I Appear to be a Pack Rat of Data Files

In getting ready for GDPR (the new privacy law in the EU), I decided to take things one step further and do something that I’ve been avoiding for such a long time. We’re talking about something that I have been avoiding for years. I decided to clean out the old files on my Google Drive and Dropbox, and limit what I actually had on my local hard drive.

OMG, what a mission and a half — mainly because it appears that I’m a pack rat of data files.

Shall I hang my head in shame now?

For years, I have separated my personal writing from my other projects. Because of the way Scrivener works (a word processing program specific for writers), I tend to keep my personal writing limited to my Dropbox. However, in my clean out exercise, I found a whole range of files, both on my Dropbox and Google Drive, that either didn’t belong there, or were mislabeled.

Let’s start with the directories called Sort. Hmm… That’s a warning if ever I saw one.

Paper Files

If it had been just the sorting of paper files, it would have been much easier to sort through.

More often than not, these directories came about because I was backing up my system (most likely about to do a reset of my system) and couldn’t be bothered sorting through certain files. Hence, they all got added to a Sort Later pile — things that never got sorted. You don’t want to know how many unopened bank statements I found in those folders, some of which dated back to 2014.

Then you have the duplicate files that got out of control. It turns out that I had over 30 different versions of the manuscript for Beacon of Hope. Do I really need that many versions of the same story. Granted they were all in varying states of editing, but still… I now have only five different versions: the original from eight years ago; and my latest revision in 4 different formats (Scrivener, Word, PDF and MOBI). (Before anyone asks, I hate working in Word, but submission requires that I use Word.) Even this might be excessive, but my working copy is in Scrivener, and the other formats are what I share with my beta readers. And the original… More times than I care to count, I think of a scene that I know I’ve written at some point, and have to go back to the original version to find that missing scene.

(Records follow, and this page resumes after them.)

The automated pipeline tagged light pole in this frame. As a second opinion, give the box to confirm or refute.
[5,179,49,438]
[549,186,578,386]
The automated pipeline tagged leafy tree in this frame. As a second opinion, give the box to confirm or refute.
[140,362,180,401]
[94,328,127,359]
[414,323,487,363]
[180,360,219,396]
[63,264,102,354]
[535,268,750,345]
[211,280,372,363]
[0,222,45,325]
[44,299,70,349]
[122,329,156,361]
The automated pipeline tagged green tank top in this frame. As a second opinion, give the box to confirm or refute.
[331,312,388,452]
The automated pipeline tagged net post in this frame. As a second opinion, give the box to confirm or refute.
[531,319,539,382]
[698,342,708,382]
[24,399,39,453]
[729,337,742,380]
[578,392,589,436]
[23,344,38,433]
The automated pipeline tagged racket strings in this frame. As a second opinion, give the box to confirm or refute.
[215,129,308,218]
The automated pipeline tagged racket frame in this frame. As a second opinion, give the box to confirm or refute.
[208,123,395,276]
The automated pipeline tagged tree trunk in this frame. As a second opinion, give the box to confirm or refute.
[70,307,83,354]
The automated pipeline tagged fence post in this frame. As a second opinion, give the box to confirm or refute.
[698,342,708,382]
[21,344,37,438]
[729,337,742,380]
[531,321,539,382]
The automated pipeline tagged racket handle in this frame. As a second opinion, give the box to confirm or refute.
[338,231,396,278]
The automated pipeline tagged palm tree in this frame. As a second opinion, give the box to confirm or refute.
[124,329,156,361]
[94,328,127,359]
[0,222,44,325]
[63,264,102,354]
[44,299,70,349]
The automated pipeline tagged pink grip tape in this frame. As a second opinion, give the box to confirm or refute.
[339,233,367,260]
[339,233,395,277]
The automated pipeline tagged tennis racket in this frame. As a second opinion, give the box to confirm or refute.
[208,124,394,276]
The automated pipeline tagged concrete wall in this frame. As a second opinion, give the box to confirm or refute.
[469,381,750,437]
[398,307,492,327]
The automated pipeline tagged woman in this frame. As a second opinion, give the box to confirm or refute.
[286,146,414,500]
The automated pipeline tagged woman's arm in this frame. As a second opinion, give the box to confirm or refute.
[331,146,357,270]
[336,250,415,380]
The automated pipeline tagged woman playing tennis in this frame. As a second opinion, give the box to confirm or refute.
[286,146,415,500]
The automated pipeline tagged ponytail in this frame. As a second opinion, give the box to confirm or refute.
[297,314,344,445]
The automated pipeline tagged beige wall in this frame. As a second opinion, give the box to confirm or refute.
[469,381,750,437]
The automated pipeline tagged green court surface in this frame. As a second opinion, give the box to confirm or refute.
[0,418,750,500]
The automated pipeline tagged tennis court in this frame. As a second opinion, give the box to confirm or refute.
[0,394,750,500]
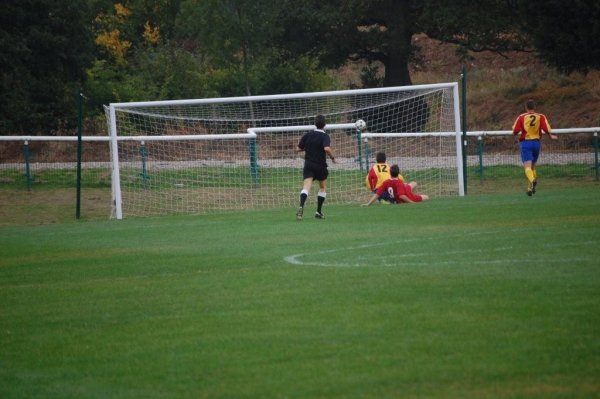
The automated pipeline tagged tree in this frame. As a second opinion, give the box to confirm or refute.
[513,0,600,72]
[0,0,94,134]
[278,0,423,86]
[177,0,340,96]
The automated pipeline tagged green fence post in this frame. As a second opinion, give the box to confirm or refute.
[461,65,467,195]
[477,136,484,180]
[365,138,369,171]
[248,137,260,187]
[75,90,83,219]
[140,141,150,187]
[22,140,33,190]
[356,129,368,172]
[594,132,600,181]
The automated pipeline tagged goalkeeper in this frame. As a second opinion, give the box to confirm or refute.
[296,115,335,220]
[362,165,429,206]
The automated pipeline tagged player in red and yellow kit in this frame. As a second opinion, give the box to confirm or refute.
[363,165,429,206]
[513,100,558,196]
[365,152,404,202]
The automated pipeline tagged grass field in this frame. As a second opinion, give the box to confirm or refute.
[0,184,600,398]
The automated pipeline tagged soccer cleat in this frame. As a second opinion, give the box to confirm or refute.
[527,182,535,197]
[296,207,304,221]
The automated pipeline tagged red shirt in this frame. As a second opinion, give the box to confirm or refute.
[377,177,423,204]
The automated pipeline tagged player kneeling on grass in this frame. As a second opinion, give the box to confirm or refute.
[365,152,396,204]
[362,165,429,206]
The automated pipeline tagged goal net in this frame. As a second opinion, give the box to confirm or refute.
[105,83,464,219]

I had duplicates of other manuscripts too. The data duplicate hell needed taming.

Rodent

I’m not this sort of rat, but definitely a pack rat.

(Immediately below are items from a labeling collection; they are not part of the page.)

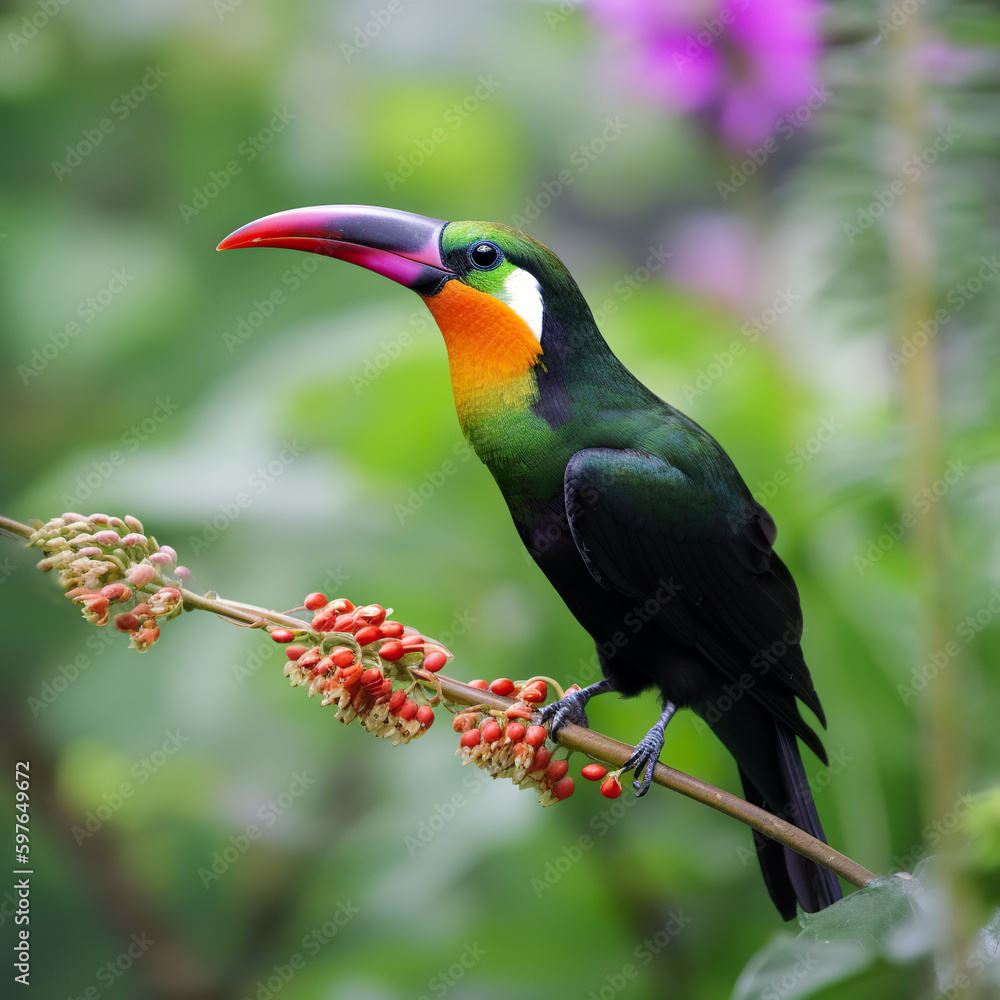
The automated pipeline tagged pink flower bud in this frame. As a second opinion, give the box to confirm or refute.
[125,563,157,587]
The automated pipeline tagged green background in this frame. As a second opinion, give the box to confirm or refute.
[0,0,1000,1000]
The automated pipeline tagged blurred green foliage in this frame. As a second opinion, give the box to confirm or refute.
[0,0,1000,1000]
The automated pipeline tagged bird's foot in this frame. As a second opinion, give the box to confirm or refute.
[623,701,677,799]
[624,724,663,798]
[540,680,611,739]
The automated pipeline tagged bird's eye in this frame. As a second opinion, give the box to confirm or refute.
[469,242,503,271]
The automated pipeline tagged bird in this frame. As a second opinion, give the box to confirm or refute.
[218,205,842,920]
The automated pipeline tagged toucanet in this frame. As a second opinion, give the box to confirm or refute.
[219,205,841,919]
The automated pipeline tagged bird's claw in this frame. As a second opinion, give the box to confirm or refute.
[624,732,663,799]
[540,691,590,739]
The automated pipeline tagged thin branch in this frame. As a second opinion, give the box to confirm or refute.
[0,515,876,888]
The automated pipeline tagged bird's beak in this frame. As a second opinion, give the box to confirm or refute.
[216,205,455,296]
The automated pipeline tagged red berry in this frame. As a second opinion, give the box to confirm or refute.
[552,775,576,802]
[505,705,531,719]
[357,604,385,625]
[524,726,549,747]
[361,667,383,688]
[340,663,364,687]
[518,681,549,704]
[422,646,448,674]
[601,775,622,799]
[378,639,403,663]
[354,625,382,646]
[329,615,358,632]
[483,719,501,743]
[311,608,337,632]
[545,760,569,781]
[115,611,140,632]
[330,646,354,667]
[298,646,321,670]
[504,722,524,743]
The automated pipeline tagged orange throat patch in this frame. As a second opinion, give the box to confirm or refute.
[424,279,542,426]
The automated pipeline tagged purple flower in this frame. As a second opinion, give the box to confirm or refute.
[587,0,822,147]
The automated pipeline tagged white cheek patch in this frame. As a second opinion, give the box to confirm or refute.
[493,268,543,343]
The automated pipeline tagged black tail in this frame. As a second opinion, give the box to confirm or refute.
[740,720,843,920]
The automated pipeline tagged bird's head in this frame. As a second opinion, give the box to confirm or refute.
[218,205,590,421]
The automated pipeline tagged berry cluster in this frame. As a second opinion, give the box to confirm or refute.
[28,511,190,591]
[271,593,451,746]
[28,511,189,652]
[452,677,574,806]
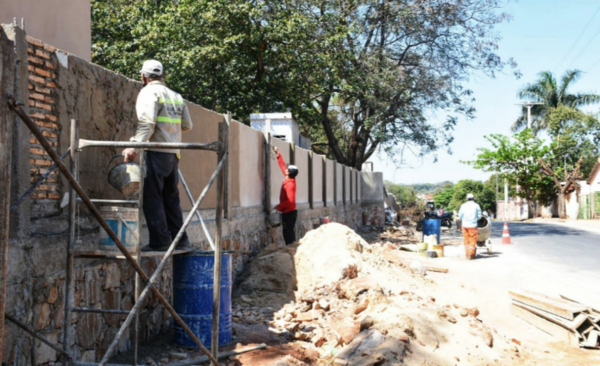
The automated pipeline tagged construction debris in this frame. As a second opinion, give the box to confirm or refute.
[509,290,600,349]
[227,223,518,366]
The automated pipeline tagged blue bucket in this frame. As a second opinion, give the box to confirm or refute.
[423,219,442,244]
[173,252,233,348]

I had an insane number of copies of my profile pictures, and a crazy number of old feedback files. (Yep, data file pack rat.)

However, there was also a fair share of little treasures: small files that were just the rambling notes for a new story idea, many of them created, just so I wouldn’t forget them. Never mind I still forgot about them, but it was awesome to find those tidbits of my working brain.

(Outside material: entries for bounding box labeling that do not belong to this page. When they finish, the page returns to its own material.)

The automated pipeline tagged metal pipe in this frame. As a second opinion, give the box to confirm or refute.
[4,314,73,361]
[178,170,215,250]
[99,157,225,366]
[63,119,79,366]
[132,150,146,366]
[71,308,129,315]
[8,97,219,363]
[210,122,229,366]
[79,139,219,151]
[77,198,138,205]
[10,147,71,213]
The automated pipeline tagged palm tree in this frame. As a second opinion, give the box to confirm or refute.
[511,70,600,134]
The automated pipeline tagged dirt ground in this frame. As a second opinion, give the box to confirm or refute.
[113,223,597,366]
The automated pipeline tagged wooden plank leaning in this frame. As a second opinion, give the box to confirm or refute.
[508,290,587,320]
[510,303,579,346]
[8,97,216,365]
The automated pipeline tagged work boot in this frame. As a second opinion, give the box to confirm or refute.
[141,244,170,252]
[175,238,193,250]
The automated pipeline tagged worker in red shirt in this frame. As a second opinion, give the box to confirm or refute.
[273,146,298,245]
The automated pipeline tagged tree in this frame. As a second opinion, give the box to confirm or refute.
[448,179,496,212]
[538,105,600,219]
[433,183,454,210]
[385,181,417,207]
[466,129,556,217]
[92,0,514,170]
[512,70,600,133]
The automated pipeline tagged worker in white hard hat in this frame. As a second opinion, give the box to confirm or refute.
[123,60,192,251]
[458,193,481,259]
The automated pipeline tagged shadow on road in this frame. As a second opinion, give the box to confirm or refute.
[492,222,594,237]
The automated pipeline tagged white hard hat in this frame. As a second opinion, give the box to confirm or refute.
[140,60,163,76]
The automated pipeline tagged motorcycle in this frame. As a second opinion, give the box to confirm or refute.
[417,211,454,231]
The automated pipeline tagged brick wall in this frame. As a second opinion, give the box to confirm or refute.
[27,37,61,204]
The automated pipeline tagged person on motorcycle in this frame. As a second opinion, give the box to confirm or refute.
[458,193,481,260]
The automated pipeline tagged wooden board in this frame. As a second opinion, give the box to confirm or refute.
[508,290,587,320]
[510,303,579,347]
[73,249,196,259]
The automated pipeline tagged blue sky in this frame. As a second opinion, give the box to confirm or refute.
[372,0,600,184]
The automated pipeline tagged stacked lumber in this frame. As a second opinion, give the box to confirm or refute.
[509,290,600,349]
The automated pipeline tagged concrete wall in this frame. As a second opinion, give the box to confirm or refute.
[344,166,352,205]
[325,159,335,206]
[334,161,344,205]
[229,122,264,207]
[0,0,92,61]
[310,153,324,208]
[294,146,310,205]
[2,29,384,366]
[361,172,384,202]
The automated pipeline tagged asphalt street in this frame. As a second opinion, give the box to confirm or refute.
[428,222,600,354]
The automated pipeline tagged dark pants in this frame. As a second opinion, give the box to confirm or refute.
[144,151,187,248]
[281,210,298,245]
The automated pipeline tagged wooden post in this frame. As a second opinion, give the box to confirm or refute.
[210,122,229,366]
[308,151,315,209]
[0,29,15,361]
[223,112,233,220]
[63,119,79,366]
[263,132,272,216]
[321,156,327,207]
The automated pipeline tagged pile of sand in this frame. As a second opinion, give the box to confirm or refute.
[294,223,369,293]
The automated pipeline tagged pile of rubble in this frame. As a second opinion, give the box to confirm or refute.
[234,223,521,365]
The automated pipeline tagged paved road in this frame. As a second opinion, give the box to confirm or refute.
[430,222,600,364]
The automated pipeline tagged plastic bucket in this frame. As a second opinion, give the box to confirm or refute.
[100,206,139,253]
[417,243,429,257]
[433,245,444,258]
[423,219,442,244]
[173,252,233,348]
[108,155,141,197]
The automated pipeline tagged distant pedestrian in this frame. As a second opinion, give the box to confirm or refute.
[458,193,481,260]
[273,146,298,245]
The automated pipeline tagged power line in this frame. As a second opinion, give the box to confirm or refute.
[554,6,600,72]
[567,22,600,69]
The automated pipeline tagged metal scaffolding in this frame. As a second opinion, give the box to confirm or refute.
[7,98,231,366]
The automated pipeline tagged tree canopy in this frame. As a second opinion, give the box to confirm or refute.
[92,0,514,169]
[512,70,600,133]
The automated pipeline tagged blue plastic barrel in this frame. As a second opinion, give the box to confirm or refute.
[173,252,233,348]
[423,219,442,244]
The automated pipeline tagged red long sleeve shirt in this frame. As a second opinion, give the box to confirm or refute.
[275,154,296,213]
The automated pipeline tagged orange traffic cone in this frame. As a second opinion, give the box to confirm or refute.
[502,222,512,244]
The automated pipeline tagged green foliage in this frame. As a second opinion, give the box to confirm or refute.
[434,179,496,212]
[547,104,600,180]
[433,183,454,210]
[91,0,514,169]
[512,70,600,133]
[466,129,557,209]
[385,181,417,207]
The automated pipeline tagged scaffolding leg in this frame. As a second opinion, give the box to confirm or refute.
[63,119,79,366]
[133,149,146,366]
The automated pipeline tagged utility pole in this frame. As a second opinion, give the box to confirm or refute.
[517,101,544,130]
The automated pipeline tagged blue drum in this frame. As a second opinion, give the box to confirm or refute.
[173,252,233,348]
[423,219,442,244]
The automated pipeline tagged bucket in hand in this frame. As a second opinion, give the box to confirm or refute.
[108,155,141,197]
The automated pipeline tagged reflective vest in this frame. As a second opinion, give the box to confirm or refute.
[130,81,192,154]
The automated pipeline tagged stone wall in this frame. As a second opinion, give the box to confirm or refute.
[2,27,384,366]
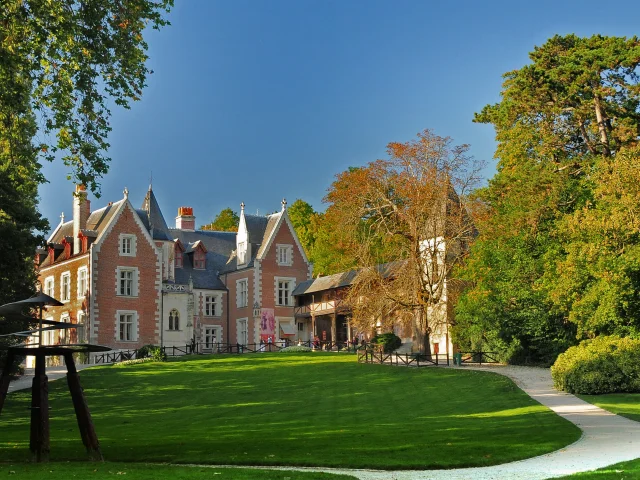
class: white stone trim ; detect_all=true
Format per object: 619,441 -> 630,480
42,275 -> 56,298
236,277 -> 249,308
114,310 -> 140,343
116,266 -> 140,298
273,277 -> 296,307
76,265 -> 89,299
276,243 -> 293,267
236,317 -> 250,345
253,258 -> 262,305
60,270 -> 72,303
118,233 -> 136,257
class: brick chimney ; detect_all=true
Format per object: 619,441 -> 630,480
176,207 -> 196,231
73,185 -> 91,255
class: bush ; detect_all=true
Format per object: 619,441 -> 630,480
136,345 -> 167,362
280,345 -> 312,353
551,337 -> 640,395
370,332 -> 402,353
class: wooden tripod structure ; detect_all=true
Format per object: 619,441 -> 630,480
0,293 -> 111,462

So… I was originally thinking that Pen Name was the only crime thriller that I had in me. I was wrong. I was seriously wrong. It would appear that my brain has been thinking about multiple crime thrillers for some time, including ones where babies are stolen their mothers, and banks are broken into. There is even one based on true event: a graduation prank that closed the entirety of Downtown Auckland for several hours as the bomb squad had their hands full trying to decide if the barrels of dry ice were explosive.

Then there was the music files. Yeah… Those just stayed in the sort later pile. I don’t even want to think of how many copies of various music files are sitting there.

Multiple copies of videos that I’ve created. Multiple copies of audio recordings. And downloads of emails dating back to 2010.

I’m insane. How could I honestly be that bad with hording data files? I guess it’s because they don’t take up any physical space, and if I run out of digital room… just buy another hard drive, or pay for that increase in my plan on the cloud.

I horde books too, but tell me what writer doesn’t, but data files?

Okay, I’m going to hang my head in shame now.

Tell me, what do you secretly horde?